In April, 2019, a second custom bike using the BMW prototype engine appeared at the annual Handbuilt Show in Austin, Texas. Austin is also the home of renowned American custom craftsman Alan Stulberg’s Revival Cycles, and the “Revival Birdcage” show bike was clearly inspired by Ernst Hennes’ speed record BMW machinery from the late 1920s and early 1930s, which wore similar polished aluminum teardrop valve-gear covers.
Those two custom motorcycles somewhat disguised the sheer physical size of the prototype engine by dressing it in different contexts and with cylinder heads that evoked different eras of the company’s signature boxer twin engine.

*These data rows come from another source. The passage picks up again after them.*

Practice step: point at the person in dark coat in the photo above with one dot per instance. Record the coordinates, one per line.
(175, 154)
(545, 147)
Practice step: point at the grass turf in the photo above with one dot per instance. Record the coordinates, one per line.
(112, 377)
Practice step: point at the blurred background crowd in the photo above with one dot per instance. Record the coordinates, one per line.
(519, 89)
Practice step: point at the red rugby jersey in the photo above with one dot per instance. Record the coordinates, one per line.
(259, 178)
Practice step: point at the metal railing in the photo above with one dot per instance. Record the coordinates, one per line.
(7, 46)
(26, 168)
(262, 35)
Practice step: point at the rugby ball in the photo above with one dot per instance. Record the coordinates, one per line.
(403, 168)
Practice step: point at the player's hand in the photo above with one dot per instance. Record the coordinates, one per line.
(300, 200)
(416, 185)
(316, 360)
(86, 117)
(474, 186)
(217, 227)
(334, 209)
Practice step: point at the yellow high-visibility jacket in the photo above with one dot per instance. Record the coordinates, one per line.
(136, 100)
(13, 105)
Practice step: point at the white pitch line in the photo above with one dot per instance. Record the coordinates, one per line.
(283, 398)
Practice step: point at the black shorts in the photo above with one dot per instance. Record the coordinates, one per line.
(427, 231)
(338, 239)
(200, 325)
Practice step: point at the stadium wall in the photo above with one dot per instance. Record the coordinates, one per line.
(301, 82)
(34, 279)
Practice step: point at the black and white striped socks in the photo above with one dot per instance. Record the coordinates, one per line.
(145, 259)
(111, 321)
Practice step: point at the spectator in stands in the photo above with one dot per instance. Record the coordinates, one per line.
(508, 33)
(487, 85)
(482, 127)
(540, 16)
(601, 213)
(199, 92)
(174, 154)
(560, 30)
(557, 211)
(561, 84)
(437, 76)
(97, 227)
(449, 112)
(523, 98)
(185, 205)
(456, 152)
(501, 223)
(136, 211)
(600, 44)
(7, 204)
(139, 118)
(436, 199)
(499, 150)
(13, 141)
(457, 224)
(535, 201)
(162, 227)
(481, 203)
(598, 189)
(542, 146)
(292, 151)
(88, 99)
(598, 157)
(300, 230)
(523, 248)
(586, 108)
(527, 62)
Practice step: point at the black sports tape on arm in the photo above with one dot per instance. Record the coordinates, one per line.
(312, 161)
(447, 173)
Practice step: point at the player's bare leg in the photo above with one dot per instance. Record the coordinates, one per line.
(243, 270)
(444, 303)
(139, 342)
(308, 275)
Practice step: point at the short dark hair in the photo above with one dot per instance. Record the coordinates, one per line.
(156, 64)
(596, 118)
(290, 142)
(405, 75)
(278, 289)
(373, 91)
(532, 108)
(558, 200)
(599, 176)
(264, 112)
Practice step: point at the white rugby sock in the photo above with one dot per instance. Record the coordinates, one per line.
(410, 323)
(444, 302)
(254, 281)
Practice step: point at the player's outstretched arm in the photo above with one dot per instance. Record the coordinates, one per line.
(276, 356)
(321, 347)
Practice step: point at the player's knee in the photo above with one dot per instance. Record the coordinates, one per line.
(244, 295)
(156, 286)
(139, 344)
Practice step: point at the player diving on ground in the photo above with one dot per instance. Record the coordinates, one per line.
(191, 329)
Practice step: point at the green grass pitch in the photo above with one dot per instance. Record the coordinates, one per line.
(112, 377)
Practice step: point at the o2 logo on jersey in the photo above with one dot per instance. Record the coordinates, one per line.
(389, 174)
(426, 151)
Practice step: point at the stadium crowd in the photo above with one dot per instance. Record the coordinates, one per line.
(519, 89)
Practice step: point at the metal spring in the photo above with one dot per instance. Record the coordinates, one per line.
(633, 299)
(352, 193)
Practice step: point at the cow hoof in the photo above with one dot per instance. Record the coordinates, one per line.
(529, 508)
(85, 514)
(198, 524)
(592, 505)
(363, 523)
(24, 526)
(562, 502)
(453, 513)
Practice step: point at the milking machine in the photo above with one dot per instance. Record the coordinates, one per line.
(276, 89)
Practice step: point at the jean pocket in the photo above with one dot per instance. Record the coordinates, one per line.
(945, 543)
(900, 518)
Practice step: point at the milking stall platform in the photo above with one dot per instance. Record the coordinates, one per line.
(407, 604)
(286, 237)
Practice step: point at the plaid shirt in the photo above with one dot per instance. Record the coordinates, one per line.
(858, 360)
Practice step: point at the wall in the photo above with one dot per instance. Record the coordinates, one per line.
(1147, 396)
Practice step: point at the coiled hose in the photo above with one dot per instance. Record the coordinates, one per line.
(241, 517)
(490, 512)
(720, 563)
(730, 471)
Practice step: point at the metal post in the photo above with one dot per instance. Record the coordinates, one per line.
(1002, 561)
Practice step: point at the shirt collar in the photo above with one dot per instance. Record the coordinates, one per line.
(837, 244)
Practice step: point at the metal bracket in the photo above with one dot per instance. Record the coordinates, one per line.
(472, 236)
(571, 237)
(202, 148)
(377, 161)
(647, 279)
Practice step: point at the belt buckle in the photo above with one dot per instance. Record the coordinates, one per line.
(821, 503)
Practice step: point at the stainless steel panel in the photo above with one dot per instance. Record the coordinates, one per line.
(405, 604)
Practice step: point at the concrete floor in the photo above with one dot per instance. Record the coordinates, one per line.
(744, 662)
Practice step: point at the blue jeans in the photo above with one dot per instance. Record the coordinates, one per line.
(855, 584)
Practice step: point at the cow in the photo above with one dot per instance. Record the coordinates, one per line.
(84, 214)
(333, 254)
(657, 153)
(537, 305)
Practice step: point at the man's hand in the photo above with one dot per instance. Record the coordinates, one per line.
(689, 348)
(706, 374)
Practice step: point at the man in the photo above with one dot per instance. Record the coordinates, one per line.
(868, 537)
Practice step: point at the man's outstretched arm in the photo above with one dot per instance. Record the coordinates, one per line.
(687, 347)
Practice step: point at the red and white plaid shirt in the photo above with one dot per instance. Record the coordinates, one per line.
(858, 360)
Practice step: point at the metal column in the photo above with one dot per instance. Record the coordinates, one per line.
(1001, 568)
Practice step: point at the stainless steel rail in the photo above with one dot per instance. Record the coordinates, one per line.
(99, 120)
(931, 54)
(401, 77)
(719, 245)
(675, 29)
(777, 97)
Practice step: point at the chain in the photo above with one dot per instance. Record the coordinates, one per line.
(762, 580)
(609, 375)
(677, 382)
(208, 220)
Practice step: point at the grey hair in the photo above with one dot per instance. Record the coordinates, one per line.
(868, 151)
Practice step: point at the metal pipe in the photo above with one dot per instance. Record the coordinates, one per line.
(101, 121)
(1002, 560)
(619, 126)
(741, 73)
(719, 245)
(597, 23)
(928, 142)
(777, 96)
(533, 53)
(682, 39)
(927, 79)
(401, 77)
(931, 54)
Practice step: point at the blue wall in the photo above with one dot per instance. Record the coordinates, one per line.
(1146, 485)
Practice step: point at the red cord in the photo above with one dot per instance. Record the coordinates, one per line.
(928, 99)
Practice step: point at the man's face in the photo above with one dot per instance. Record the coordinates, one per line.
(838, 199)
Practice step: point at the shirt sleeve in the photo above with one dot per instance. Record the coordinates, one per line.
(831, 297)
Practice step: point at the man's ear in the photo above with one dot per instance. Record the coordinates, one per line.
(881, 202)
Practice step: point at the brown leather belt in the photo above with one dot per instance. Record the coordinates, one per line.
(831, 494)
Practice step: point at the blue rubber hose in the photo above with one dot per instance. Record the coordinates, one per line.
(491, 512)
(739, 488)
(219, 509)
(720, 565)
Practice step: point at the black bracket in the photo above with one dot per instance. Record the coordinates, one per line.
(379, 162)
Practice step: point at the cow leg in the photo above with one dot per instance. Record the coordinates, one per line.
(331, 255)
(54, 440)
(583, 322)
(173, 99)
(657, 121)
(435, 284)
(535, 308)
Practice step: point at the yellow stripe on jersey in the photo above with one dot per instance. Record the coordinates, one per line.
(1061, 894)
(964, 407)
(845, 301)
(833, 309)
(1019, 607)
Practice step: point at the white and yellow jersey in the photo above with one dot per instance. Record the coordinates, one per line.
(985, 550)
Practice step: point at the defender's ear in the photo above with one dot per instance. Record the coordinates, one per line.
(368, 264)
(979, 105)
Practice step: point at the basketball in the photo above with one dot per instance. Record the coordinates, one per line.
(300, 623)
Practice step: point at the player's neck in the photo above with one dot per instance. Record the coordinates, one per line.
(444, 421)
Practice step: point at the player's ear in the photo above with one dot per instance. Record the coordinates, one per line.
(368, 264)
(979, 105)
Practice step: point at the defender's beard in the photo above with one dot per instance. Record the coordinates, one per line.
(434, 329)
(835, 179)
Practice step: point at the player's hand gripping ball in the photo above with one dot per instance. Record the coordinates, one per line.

This time, although the R18 Concept bike also relies heavily on historic cues in evoking the company’s near 100 year heritage, the magnitude of the big bore engine is suddenly evident because we can see it in a relatively traditional BMW form factor.
Those protruding pots are HUGE, and after 98 years of producing horizontally-opposed motorcycle engines, BMW has suddenly raised the boxer engine’s capacity by a whopping 50 percent, stepping it up from middleweight to heavyweight class and the intention is suddenly clear that it is going after Harley-Davidson’s heavyweight crown in the cruiser class of motorcycles.
“Naturally we want to keep growing,” said Timo Resch, Vice President Sales and Marketing BMW Motorrad at the unveiling of the “Revival Birdcage” show bike. In the context of what we have now seen at Villa d’Este, his words take on much more meaning: “One step we will take to do so, certainly in the US market, is to enter the Cruiser segment. BMW Motorrad is consistently pursuing its growth strategy with the clear aim of becoming the number one in the Premium Big Bike Segment.”
There’s something about the exquisite primary balance of the BMW Motorrad horizontally-opposed engine that makes it feel more like a scalpel than a meat axe, but the emergence of this new big bore version of the age old design puts it firmly into Harley-Davidson territory.